Transport Trade Services (TTS) H2 2024 earnings summary
Event summary combining transcript, slides, and related documents.
H2 2024 earnings summary
18 Dec, 2025Executive summary
2024 was marked by unprecedented market challenges, including the near disappearance of Ukrainian agricultural flows and weak Danube basin exports, leading to a significant drop in transported and managed volumes.
Revenue fell 36.8% year-over-year to RON 733.8 million, with net profit down 93% to RON 21.3 million and EBITDA down 68.1% to RON 139.6 million, reflecting severe market headwinds and a sharp drop in cargo volumes, especially agricultural and mineral goods.
Metallurgical raw material flows declined due to EU decarbonization policies and lack of industrial policy, while overcapacity in transport services led to rapid price decreases and lower demand.
The group maintained a strong capital structure, with a share capital increase to RON 180 million and a dividend distribution of RON 68.4 million.
Total assets decreased 4.7% to RON 1,276.0 million, while net assets declined 2.9% to RON 1,055.1 million; total liabilities dropped 12.5% to RON 221.0 million.
Financial highlights
Revenue decreased by EUR 400 million and EBITDA by nearly EUR 300 million year-over-year, reflecting lower volumes, especially in port operations.
Total volume dropped from 15.5 million tons in 2023 to 11.81 million in 2024.
Net profit: RON 21.3 million (▼93.0% vs. 2023); EBITDA: RON 139.6 million (▼68.1% vs. 2023).
Despite lower operational expenses (down EUR 133 million), the revenue decline outpaced cost savings, resulting in lower net profit.
Margins for 2024: EBITDA margin 14.4%, profit margin 12.8%.
Outlook and guidance
2025 budget assumes slight revenue growth, mainly from minerals and chemicals, while agricultural volumes are expected to remain low.

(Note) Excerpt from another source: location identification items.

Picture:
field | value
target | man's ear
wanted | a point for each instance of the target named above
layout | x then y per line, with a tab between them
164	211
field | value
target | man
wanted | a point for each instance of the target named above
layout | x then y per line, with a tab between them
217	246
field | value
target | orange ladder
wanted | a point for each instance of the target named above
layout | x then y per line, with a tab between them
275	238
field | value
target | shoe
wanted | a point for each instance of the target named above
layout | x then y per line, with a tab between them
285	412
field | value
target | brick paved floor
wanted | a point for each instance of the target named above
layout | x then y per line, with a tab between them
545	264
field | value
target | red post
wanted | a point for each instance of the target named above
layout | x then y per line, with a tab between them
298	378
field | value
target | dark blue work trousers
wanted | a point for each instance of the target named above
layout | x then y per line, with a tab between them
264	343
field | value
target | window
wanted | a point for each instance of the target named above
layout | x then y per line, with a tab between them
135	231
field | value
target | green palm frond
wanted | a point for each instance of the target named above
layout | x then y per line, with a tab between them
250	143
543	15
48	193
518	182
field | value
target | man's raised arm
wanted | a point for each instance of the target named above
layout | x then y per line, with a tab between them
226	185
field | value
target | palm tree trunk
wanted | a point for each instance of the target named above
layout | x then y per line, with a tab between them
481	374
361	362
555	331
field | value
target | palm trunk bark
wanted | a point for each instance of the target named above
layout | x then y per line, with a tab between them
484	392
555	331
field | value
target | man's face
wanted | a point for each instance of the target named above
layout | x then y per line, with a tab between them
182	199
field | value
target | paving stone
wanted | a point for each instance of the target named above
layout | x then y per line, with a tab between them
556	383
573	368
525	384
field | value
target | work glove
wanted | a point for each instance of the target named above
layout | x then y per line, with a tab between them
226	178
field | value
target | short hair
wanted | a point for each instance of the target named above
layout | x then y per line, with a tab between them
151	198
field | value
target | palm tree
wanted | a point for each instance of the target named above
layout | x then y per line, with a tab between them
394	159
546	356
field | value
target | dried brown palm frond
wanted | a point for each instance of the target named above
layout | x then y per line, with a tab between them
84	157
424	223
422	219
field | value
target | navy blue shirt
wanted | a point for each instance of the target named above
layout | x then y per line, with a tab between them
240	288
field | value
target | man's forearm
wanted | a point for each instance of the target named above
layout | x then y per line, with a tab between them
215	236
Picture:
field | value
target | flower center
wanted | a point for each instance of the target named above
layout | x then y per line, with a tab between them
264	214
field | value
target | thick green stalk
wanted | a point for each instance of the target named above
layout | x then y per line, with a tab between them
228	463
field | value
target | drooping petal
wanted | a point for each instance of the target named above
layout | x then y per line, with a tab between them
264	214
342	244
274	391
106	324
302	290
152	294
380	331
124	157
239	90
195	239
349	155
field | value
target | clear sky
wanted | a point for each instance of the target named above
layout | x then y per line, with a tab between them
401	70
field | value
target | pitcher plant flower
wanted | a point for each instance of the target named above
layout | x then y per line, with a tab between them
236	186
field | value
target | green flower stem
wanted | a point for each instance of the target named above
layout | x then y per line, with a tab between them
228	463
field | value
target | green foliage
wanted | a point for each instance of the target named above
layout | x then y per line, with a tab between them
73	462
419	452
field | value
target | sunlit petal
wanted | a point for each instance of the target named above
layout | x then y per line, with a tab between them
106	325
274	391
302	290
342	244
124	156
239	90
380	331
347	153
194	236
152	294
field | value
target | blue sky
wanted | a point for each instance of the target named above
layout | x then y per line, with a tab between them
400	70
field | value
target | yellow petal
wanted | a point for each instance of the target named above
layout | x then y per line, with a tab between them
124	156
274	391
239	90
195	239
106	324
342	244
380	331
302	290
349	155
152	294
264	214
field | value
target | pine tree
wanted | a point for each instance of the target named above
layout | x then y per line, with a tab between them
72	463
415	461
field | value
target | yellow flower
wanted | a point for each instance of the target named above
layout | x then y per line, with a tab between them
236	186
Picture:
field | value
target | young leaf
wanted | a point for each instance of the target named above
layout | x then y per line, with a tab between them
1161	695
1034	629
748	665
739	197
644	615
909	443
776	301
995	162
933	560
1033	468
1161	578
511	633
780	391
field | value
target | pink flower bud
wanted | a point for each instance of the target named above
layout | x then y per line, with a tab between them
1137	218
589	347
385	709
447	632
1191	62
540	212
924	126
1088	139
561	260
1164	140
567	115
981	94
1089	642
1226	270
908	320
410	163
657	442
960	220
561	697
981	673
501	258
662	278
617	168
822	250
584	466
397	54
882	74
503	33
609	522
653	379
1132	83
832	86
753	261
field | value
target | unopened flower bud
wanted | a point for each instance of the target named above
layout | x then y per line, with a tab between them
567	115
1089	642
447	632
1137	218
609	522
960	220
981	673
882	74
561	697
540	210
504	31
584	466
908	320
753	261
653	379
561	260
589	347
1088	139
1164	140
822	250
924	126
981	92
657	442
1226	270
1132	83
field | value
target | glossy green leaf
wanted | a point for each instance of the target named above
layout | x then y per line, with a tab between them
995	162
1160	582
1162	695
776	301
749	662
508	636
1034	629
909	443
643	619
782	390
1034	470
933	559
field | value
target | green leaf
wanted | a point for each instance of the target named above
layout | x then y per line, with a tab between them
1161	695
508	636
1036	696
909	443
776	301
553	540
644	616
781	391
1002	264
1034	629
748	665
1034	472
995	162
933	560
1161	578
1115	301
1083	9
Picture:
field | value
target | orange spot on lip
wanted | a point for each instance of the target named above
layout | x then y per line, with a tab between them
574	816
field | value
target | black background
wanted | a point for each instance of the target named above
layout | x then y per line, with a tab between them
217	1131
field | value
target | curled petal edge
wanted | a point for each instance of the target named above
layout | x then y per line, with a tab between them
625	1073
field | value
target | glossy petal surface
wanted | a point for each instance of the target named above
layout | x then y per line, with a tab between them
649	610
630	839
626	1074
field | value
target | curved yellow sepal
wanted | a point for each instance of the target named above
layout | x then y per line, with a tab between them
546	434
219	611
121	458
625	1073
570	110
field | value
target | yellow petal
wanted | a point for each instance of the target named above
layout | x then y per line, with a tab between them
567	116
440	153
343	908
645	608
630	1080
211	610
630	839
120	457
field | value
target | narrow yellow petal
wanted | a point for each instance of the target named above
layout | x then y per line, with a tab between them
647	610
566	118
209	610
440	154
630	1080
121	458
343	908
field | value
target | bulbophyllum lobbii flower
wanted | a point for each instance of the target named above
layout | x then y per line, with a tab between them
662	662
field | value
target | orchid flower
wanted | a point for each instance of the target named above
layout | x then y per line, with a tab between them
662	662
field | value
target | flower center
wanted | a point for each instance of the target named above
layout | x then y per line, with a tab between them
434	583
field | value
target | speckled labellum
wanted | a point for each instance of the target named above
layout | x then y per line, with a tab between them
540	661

No significant recovery in Ukrainian agricultural cargo flows is expected; Danube basin exports may restart in H2 if market conditions improve.
Mineral product volumes are expected to rise due to existing contracts, especially for non-EU destinations.
Chemical product flows are projected to remain stable or grow slightly, with growth tied to fertilizer demand and Decirom's integration.
Expenses for consumables, salaries, and amortization are budgeted to decrease by 2-6%.